Heading: Exclusion of Comparable Sales

Text: Landowner's last evidentiary challenge on this appeal concerns what it says were its unsuccessful efforts to present evidence of two sales it characterizes as comparable. Neither was considered by the City's experts. One of these sales was made in 2004 to Pizza Hut and the other in 1995 to KDOT. At oral argument before us, landowner's counsel abandoned this claim of error regarding the KDOT sale, which, he conceded, was too remote in time from the taking.
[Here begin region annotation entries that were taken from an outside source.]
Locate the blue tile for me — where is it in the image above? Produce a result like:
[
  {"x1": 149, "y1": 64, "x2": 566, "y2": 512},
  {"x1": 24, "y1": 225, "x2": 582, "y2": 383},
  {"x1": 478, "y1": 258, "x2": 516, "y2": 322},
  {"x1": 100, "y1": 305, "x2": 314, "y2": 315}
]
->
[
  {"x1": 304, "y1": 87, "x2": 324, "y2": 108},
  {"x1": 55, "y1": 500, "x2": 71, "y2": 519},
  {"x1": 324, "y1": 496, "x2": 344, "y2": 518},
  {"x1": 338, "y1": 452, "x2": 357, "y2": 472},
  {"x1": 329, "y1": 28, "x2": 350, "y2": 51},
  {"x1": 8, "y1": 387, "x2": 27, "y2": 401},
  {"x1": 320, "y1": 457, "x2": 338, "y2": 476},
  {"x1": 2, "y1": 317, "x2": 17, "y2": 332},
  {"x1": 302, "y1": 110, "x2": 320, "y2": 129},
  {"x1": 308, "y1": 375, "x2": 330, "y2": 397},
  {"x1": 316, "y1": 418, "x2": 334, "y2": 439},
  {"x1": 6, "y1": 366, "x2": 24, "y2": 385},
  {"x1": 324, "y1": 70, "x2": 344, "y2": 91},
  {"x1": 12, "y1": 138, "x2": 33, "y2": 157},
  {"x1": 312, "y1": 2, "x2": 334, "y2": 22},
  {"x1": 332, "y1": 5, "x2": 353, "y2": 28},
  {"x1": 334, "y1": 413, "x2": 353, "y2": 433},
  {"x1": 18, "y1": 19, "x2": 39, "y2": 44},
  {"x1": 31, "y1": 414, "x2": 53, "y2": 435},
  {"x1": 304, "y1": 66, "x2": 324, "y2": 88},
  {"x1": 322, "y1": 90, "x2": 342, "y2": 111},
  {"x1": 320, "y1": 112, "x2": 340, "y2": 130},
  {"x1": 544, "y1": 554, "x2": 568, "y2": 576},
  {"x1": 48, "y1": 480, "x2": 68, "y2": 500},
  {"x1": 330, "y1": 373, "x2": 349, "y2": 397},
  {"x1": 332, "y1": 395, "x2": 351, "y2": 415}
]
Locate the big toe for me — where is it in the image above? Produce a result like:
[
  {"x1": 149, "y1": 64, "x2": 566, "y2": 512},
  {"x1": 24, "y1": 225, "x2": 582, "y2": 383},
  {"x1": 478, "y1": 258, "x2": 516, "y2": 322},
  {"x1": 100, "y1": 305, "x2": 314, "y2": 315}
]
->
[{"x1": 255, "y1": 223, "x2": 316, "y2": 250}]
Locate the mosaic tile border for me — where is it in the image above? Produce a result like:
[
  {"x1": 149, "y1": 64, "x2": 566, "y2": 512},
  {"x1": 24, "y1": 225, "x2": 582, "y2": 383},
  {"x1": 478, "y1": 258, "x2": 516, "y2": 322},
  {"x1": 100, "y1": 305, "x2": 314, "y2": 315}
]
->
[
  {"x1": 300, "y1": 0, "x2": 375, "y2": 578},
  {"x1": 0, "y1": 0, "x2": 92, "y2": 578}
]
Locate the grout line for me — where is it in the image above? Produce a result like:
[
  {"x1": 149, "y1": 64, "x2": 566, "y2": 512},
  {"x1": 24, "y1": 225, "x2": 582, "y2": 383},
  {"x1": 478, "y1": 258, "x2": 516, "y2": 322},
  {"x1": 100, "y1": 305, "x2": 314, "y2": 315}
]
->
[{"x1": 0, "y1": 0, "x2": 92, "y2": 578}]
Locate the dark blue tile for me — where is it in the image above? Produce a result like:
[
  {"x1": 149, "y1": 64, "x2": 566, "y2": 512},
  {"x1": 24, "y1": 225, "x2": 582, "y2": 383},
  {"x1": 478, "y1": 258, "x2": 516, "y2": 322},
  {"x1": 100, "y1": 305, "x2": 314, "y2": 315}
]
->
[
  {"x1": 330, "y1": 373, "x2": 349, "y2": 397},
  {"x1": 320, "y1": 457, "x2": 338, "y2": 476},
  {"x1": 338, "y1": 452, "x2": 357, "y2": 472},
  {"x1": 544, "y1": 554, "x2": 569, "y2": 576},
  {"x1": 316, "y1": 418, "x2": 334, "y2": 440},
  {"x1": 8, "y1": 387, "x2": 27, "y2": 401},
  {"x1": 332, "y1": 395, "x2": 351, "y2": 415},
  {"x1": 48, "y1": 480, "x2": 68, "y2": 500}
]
Landowner asserts that it planned to get evidence of the Pizza Hut sale for $13,640,934 before the jury during Saroff's testimony, specifically, when he was instructed to draw some numbers on the easel. The City's objection and the court's ensuing ruling having to do with Saroff's reliance on the nontestifying Heavey and, in turn, the absent Larva, stopped Saroff before he could comply with the direction to draw some numbers. But landowner says that Saroff's planned demonstration would have begun with the Pizza Hut sale number. Landowner also claims that it attempted to introduce the same number during the cross-examination of the City's experts. The problem for us on appeal is that landowner directs us to no ruling by the district court on the admissibility of the Pizza Hut sale, and our search of the record has uncovered none. Under Supreme Court Rule 6.02 (2011 Kan. Ct. R. Annot. 39), this court presumes the district court did not rule on an issue when an appellant fails to provide a record citation to the ruling in its brief. See Kansas Medical Mut. Ins. Co. v. Svaty, 291 Kan. 597, 623, 244 P.3d 642 (2010) (citing Southwestern Bell Tel. Co. v. Beachner Constr. Co., 289 Kan. 1262, 1275, 221 P.3d 588 [2009]). Without a ruling from the district court on this issue, we cannot proceed with formless appellate review.